Geneva is the only place in Switzerland, and one of the few in the world, to offer a complete curriculum
(bachelor, master, doctorate) specialized in the study of economic history. The University of Geneva boasts
of a long and proud tradition in the field. A chair in economic history was established in Geneva as early as
1902 with Eugene de Girard as the inaugural holder until his premature death in 1911. Originally, the chair in
economic history was located in the Faculty of Arts and Social Sciences. However, when the Faculty of
Economic and Social Sciences was founded in 1915, the chair was integrated into the new entity. Economic
history at the University of Geneva subsequently developed under the auspices of several prestigious
chairholders over a period of several decades: They included William Rappard, a specialist of the industrial
revolution and a co-founder of the Graduate Institute of International Studies, until 1930; Anthony Babel, an
authority on the economic history of Geneva, until 1963; and Jean-François Bergier, a renowned contributor
to the economic history of the Renaissance period and a president of the International Association of
Economic History, who held the chair until he moved to the ETH in Zurich in 1969.

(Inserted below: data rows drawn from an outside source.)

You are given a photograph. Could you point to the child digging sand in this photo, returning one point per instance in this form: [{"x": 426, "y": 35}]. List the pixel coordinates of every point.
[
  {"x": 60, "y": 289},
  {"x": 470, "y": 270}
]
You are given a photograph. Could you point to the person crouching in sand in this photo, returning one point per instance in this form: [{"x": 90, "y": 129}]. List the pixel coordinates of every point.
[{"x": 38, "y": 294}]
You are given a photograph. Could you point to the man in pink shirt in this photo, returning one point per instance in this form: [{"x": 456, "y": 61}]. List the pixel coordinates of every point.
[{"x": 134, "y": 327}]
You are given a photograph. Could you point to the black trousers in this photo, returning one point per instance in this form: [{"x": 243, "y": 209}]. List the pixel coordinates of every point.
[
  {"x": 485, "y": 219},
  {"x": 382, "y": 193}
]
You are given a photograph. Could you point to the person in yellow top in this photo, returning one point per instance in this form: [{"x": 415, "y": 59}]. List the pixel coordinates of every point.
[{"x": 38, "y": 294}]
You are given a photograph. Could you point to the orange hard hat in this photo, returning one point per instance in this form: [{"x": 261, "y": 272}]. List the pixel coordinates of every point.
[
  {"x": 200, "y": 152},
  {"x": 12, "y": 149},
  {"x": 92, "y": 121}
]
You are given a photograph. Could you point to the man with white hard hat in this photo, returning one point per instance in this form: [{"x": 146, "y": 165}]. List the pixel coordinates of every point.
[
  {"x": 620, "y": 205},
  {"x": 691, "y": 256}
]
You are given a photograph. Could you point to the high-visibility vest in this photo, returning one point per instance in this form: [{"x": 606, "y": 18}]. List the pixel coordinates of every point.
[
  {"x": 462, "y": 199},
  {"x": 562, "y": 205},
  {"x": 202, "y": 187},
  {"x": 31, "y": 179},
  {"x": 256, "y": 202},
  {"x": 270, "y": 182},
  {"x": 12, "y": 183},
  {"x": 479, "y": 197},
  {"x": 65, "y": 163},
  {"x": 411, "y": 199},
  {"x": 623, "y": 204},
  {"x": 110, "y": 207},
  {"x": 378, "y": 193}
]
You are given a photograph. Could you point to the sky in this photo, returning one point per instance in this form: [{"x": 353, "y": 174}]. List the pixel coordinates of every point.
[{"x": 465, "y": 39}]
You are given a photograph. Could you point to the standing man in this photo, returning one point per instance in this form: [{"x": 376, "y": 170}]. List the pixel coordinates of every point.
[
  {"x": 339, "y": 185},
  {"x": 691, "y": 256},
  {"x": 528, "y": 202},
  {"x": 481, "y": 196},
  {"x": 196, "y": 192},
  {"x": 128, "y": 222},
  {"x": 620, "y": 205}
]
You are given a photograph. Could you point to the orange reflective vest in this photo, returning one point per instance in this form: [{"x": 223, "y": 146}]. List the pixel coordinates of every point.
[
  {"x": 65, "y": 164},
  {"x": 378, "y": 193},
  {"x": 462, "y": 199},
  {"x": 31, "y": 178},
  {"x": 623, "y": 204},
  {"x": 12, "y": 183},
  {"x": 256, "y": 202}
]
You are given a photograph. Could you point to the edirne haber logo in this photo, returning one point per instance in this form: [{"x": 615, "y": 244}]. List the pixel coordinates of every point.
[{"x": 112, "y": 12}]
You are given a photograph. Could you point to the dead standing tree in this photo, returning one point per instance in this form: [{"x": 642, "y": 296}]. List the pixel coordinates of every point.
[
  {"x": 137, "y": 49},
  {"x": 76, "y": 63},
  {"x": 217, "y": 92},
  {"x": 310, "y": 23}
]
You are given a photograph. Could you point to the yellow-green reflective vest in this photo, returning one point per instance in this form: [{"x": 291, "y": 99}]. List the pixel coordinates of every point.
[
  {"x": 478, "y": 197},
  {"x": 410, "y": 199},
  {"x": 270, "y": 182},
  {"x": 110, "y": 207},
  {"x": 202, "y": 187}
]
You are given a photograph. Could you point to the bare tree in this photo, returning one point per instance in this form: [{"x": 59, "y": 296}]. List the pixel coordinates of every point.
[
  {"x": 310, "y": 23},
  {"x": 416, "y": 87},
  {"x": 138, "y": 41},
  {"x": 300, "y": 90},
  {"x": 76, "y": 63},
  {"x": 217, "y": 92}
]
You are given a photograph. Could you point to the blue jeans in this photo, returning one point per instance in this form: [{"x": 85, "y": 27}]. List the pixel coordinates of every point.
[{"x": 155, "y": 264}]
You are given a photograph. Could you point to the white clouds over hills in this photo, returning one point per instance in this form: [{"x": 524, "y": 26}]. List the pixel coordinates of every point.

Bergier's move coincided with the establishment of a Department of Economic History at the University of
Geneva and the establishment of two professorial positions for Anne-Marie Piuz and François Crouzet.
Anne-Marie Piuz, like Babel before her, focussed on the economic history of Geneva until she retired in
1986. François Crouzet was a renowned specialist of history of industrialization and of British economic
history. When he moved to Paris in 1972, he was replaced by Paul Bairoch.
Bairoch was already internationally renowned when he arrived in Geneva, known especially for his work on
the history of international trade and on long-run trends in inequality in the development process and,
notably, in the Third World. Under his influence, economic history in Geneva entered a new era, with a
greater focus on both international and comparative economic history as well as a stronger emphasis on
quantitative methods. Bairoch retired in 1995 and died soon after, having made a defining contribution to
the international reputation of the University of Geneva as a centre for excellence in economic history.